I tried to run this as well and played around with the parameters.
Some remarks:

  • you carried around some extra dimensions that might be unnecessary (see code below)
  • it might be that your data generation (reg\cdot X) did not match the model (X\cdot reg), but could be that that is just transposed.
  • also, there were some hard coded standard deviations, I tried to simplify to match simulation and model.
  • in addition to @junpenglao’s comment on standard deviations, maybe the chain failure comes from the fact that your simulated (observed) ys are not really normally distributed (this gives the mentioned tail areas where sampling might be stuck).

Hope this helps!

Falk

import numpy as np
import theano as tt
import pymc3 as pm
import matplotlib.pyplot as plt
import sys

n = 2
num_regressors = n ** 2
num_data_samples = 1000

# hyperprior
d0_mean_mu = 0.2
d0_mean_sd = 1.

d1_mean_mu = -0.3
d1_mean_sd = 1.

# sample true regressor vector
true_bii_mean = d0_mean_mu#np.random.normal(d0_mean_mu, 0.1)
true_bij_mean = d1_mean_mu#np.random.normal(d1_mean_mu, 0.1)

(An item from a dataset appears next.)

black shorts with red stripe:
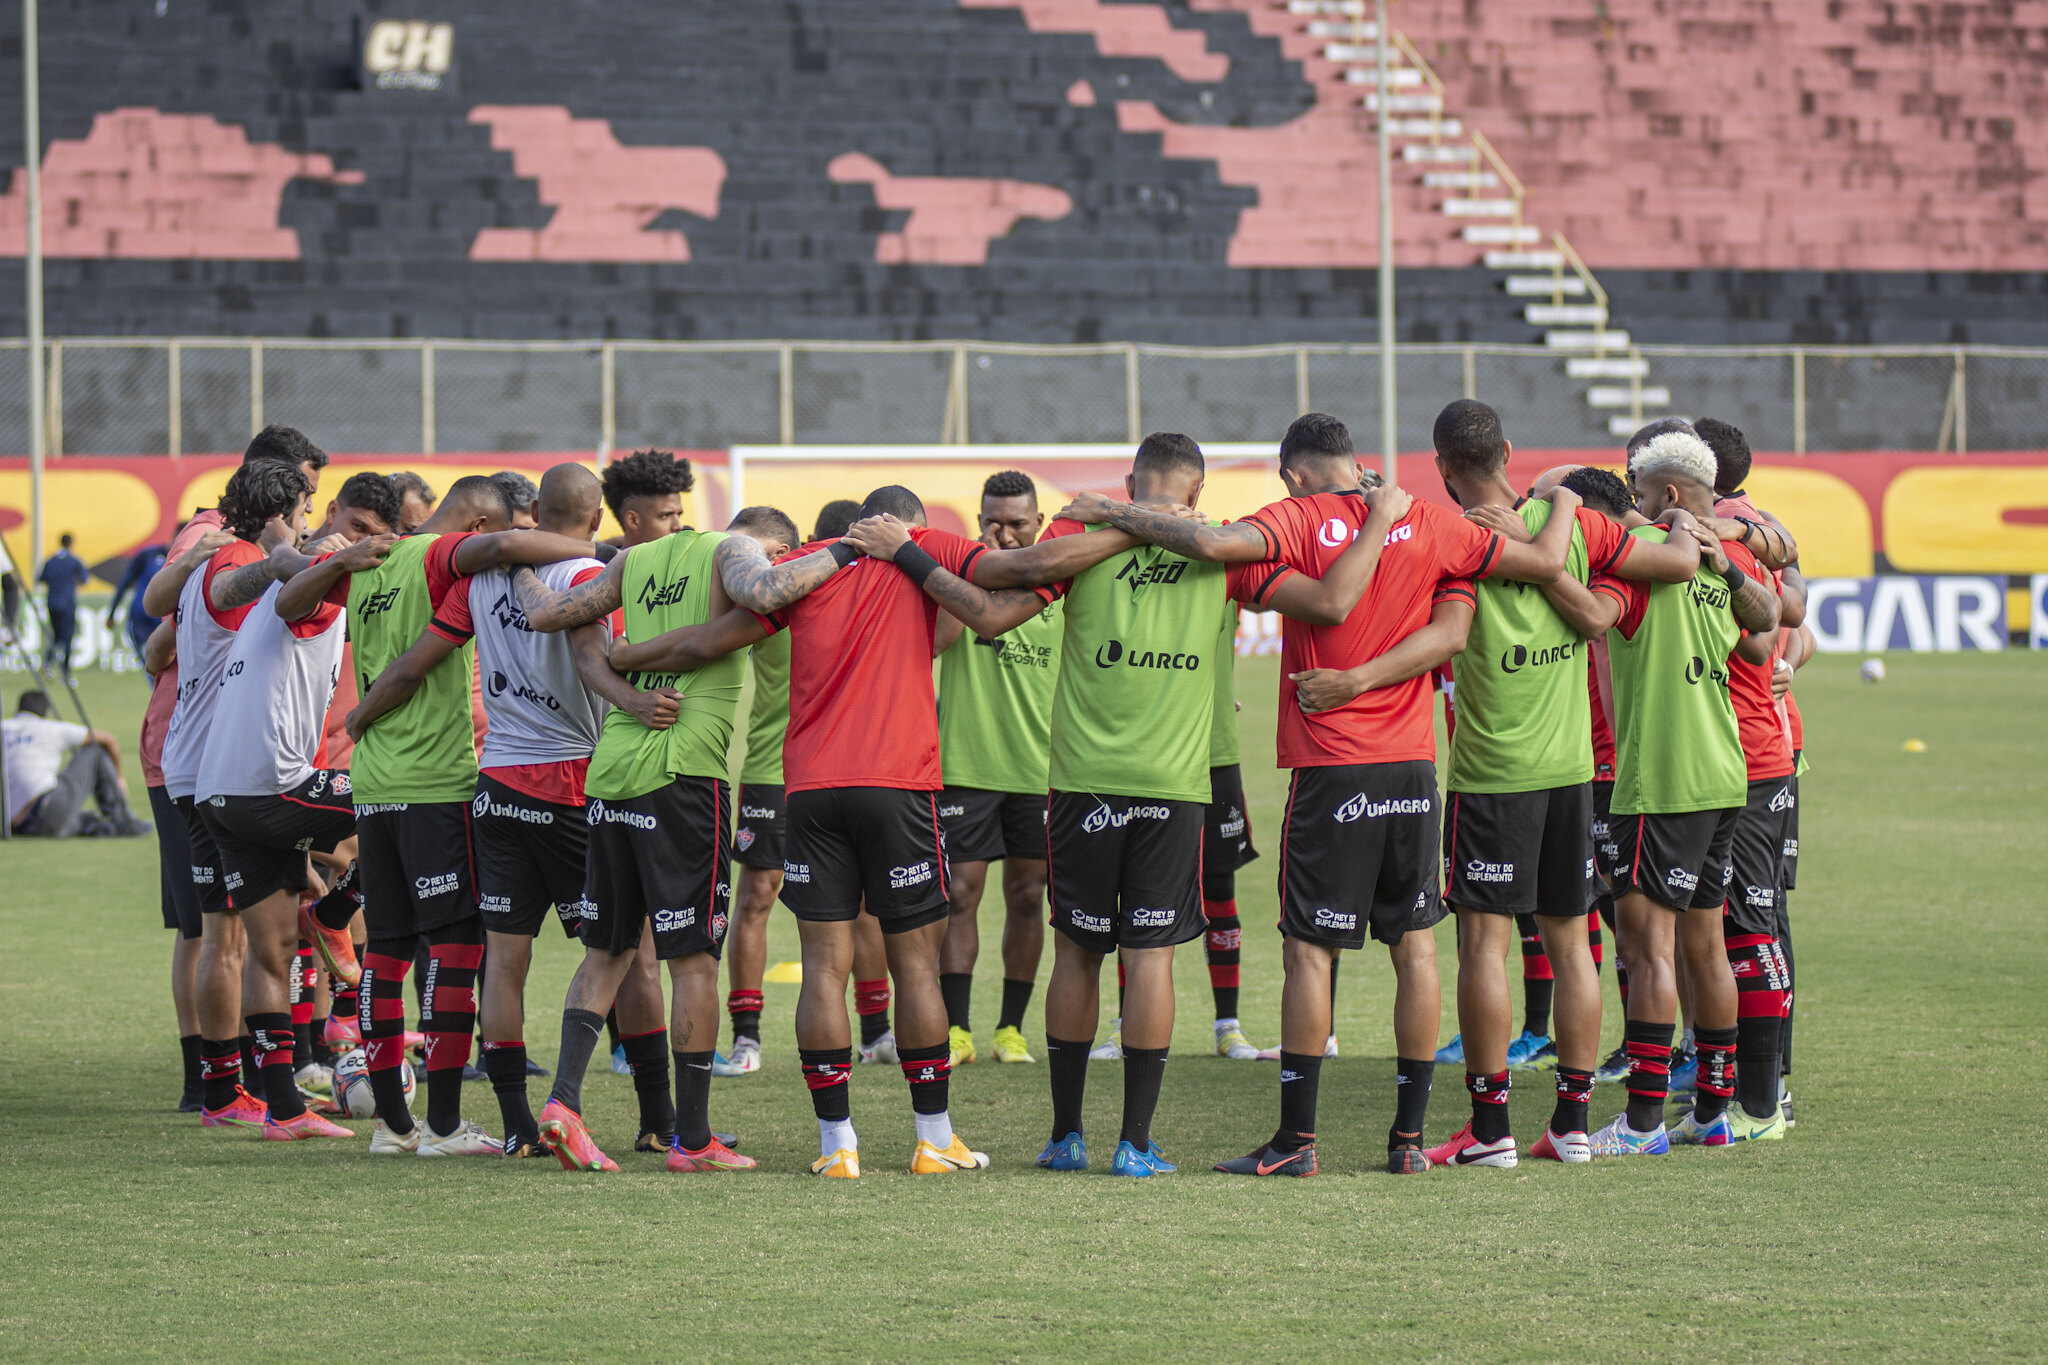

true_bii = np.random.normal(true_bii_mean, d0_mean_sd, size=n)
true_bij = np.random.normal(true_bij_mean, d1_mean_sd, size=num_regressors - n)

# generate data
X = np.random.randint(2, size=[num_data_samples, num_regressors])

diag_idxs = np.diag_indices(n)
off_diag_idxs = np.where(~np.eye(n,dtype=bool))


regress = np.zeros((n, n))
regress[diag_idxs] = true_bii
regress[off_diag_idxs] = true_bij

# y = np.zeros((num_data_samples,))

y = X.dot(regress.reshape(-1,))
# for k in range(num_data_samples):
#     y[k] = np.dot(regress.reshape(-1,), X[k, :])
plt.hist(y)
plt.show()

# update weights
with pm.Model() as hierarchical_model:
    # hyperpriors for group nodes
    mu_theta_s = pm.Normal('mu_theta_s', mu=d0_mean_mu, sd=1)
    mu_phi_m = pm.Normal('mu_phi_m', mu=d1_mean_mu, sd=1)

    # distributions for diagonal weights (b_ii) and off-diagonal weights (b_ij)
    b_ii = pm.Normal('b_ii', mu=mu_theta_s, sd=d0_mean_sd, shape=(n))
    b_ij = pm.Normal('b_ij', mu=mu_phi_m, sd=d1_mean_sd, shape=(num_regressors - n))

    # model error
    eps = pm.HalfNormal('eps', 1)

    # reward estimate
    reg = tt.tensor.zeros((n, n))
    reg = tt.tensor.inc_subtensor(reg[diag_idxs], b_ii)
    reg = tt.tensor.inc_subtensor(reg[off_diag_idxs], b_ij)
    
    reward_est = pm.math.dot(X, tt.tensor.reshape(reg, (num_regressors, 1)))

    # data likelihood
    reward_like = pm.Normal('reward_like', mu=reward_est, sd=eps, observed=y)

with hierarchical_model:
    trace = pm.sample()

pm.traceplot(trace)
plt.show()

#17

@falk

This was very useful! I will have to think more about the points that you have made (e.g. about y not being normally distributed).

At the moment, this is sort of a toy model wrt to what I would actually like to do (in reality, X should not be arbitrary binary data), so I’m curious how well it will translate. Nevertheless, thanks for your and @junpenglao help over these posts!